The dynamic characterization and the description of fluid flow behavior at well location are critical steps for production optimization and reservoir modeling purposes. The conventional approach makes use of well test data interpreted by adopting appropriate analytical models aimed, in particular, at permeability evaluation and flow regime identification. In complex reservoir scenarios, the standard well test interpretation lacks a direct link with the actual flowing thickness of the reservoir rock and this represents the major cause of inaccurate permeability estimations. Moreover, an a-priori knowledge of fluid flow path through the porous medium and around the wellbore is one of the most desired targets but, at the same time, one of the most challenging issues to be addressed.
This paper deals with a novel dynamic characterization approach that mainly integrates well test data and spectral noise logging. The latter, with its high-resolution noise pattern recognition in a wide frequency range, can provide valuable information of the fluid flow behavior in the near wellbore region in order to locate the active units and to describe the origin and the character of the flow (through mesopores, macropores, fractures, behind-casing channels and completion elements).
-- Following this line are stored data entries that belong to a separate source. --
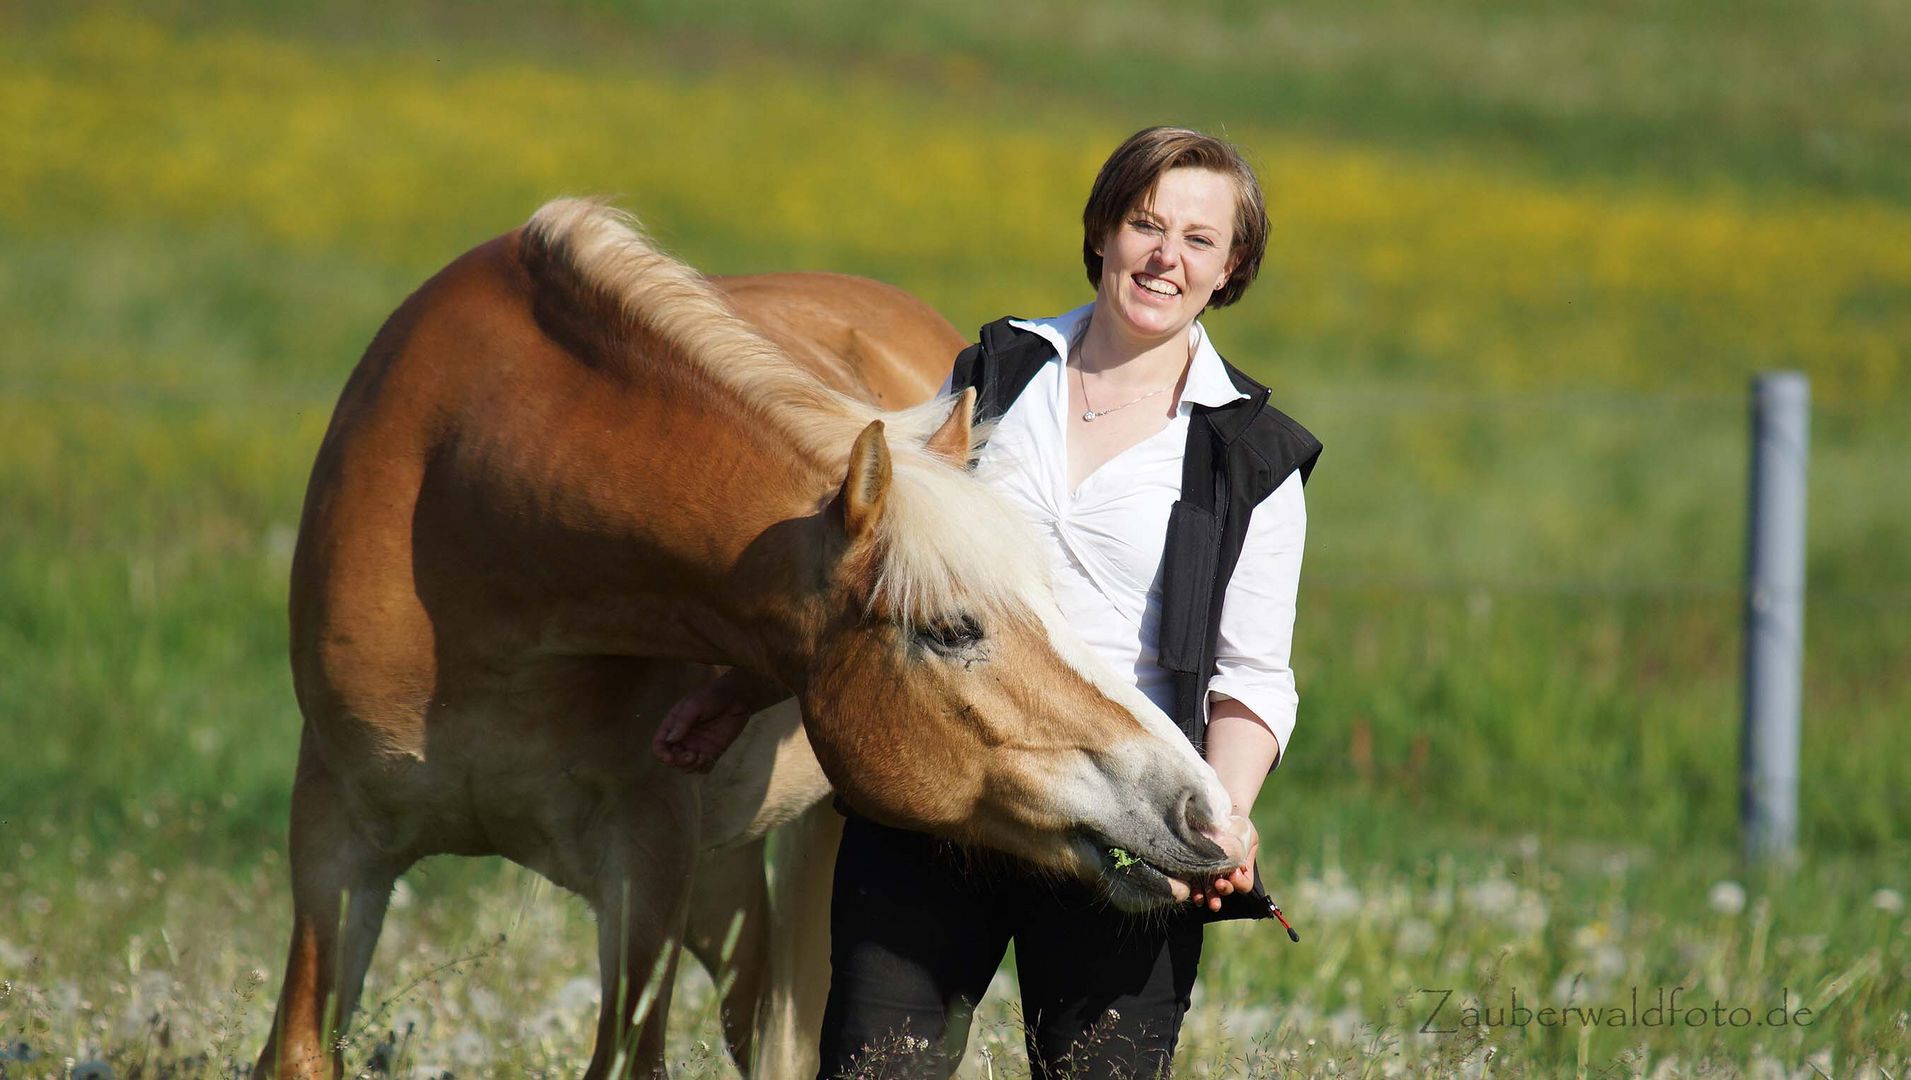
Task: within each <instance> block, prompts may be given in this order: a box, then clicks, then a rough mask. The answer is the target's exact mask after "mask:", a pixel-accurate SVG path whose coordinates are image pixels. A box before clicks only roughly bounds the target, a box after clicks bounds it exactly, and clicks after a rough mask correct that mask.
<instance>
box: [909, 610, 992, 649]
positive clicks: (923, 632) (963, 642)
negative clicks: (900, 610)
mask: <svg viewBox="0 0 1911 1080" xmlns="http://www.w3.org/2000/svg"><path fill="white" fill-rule="evenodd" d="M915 640H919V642H923V644H927V646H929V648H933V650H936V652H944V654H956V652H961V650H965V648H971V646H975V644H977V642H980V640H982V623H978V621H975V616H956V617H948V619H936V621H933V623H929V625H923V627H915Z"/></svg>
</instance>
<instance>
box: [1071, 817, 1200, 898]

The added value of the methodology is demonstrated by means of a study performed on three wells drilled in a Cretaceous carbonate reservoir. The accurate estimation of the net-pay flowing thickness, after a fit-for-purpose modeling of noise data, revealed the subsequent robust estimation of effective permeability and different scenarios with respect to those based on standard approaches. Then, the integration of quantitative spectral noise analysis, pressure transient tests, production logging data, and advanced nuclear magnetic resonance log interpretation completed the picture of the flow regime through the pore-space. In turn, the results represent a critical input for the dynamic reservoir model, and a fruitful driver to optimize commingled completions or required workovers.
The deep understanding of fluid movement from sandface to surface is a critical aspect in production optimization and reservoir modeling studies. According to conventional approaches, the actual dynamic characterization of a well usually comes after production logging tool (PLT) data interpretations and/or well test (WT) analyses.